The marine fish pathogen Photobacterium damselae subsp. piscicida utilizes haem compounds as the sole iron source. In a previous work, we characterized a gene cluster with ten potential haem uptake and utilization genes. Two of these genes, hutC and hutD, which are iron-regulated, conform a putative inner membrane haem ABC transporter. In this study, we constructed an insertional mutant, leading to the inactivation of hutCD genes. Reverse transcriptase-PCR analyses demonstrated that an insertion between the hutB and hutC genes abolished transcription of the downstream hutC and hutD genes.
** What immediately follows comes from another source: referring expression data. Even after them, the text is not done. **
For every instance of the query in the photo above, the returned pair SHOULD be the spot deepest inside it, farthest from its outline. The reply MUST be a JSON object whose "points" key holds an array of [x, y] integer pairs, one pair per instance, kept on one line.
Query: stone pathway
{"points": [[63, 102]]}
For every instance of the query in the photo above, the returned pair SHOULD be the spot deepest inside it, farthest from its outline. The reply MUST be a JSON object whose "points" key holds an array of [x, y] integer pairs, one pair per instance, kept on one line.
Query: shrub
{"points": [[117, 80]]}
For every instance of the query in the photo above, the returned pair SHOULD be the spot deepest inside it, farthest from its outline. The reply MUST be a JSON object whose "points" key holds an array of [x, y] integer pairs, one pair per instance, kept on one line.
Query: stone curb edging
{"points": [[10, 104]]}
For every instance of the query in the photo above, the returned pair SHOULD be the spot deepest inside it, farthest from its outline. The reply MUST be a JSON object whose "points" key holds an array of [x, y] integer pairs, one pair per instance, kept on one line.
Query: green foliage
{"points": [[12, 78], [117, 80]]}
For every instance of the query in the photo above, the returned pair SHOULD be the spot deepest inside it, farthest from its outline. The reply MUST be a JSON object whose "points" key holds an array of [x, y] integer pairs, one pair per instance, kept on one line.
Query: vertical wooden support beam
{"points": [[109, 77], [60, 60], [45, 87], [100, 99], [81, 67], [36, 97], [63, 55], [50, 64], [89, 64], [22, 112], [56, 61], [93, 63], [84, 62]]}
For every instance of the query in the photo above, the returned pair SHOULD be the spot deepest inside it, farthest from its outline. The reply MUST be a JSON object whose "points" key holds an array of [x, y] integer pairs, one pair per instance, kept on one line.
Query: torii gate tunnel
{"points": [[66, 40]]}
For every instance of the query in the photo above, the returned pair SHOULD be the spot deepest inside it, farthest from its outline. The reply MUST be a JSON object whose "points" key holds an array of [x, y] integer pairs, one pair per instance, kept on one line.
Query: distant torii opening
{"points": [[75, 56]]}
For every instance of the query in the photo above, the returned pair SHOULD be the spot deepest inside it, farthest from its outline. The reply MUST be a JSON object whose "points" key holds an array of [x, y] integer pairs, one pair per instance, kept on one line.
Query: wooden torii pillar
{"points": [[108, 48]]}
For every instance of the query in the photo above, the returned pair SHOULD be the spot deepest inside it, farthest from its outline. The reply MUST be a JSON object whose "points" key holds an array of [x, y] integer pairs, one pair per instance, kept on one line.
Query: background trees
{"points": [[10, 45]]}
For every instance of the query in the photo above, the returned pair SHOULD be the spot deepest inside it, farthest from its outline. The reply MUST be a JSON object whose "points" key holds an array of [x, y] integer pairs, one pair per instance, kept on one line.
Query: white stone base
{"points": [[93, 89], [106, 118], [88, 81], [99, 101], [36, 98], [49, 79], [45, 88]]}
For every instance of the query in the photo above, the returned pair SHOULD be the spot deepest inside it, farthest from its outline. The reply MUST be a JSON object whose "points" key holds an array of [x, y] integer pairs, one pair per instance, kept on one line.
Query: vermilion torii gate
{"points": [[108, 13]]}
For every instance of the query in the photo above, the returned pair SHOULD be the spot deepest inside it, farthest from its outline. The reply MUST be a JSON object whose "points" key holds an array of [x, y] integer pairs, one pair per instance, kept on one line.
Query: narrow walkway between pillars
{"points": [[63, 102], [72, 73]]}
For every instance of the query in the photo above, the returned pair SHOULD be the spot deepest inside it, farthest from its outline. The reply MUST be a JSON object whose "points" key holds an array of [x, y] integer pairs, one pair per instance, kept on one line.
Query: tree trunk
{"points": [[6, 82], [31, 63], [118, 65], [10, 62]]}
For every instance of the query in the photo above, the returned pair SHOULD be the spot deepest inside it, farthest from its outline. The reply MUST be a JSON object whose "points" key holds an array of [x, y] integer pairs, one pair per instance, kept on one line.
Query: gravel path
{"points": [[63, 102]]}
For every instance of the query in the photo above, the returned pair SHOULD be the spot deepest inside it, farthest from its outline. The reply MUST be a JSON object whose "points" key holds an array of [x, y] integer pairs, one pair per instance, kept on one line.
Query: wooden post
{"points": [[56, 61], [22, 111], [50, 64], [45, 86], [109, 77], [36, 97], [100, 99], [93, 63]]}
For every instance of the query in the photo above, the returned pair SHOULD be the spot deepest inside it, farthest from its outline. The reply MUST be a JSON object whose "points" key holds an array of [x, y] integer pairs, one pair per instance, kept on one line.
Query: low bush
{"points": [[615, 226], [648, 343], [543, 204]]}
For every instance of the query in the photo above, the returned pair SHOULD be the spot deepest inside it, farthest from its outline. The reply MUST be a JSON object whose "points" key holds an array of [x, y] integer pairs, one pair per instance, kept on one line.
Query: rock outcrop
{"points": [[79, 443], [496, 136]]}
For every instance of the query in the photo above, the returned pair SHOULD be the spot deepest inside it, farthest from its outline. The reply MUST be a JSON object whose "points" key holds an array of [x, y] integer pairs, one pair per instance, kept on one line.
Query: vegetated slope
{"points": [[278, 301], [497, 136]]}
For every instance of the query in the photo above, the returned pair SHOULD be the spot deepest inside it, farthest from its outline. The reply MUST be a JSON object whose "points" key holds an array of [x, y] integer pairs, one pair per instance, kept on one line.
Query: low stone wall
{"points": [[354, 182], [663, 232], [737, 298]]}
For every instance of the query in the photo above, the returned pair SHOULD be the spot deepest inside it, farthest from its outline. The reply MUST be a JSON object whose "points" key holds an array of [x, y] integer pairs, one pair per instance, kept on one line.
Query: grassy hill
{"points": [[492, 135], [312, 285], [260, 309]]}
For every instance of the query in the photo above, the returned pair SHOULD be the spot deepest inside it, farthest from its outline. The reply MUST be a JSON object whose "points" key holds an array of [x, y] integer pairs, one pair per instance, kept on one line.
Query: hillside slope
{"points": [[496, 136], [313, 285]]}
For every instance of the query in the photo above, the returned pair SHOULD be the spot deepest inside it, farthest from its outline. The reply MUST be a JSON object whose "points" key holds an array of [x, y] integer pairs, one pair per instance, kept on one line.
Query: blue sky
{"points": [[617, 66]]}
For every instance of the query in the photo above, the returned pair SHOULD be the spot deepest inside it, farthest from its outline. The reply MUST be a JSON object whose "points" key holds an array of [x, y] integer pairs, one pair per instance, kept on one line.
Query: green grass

The hutCD mutant was unable to utilize haem as the sole iron source, demonstrating that the putative ABC-transporter proteins HutC and HutD are essential for haem utilization as an iron source in P. damselae subsp. piscicida. In addition, reverse transcriptase-PCR assays conducted with RNA samples isolated from experimentally infected fish revealed the presence of hutCD transcripts. The results demonstrate for the first time that haem uptake genes of a fish pathogen are expressed during the infective process in fish.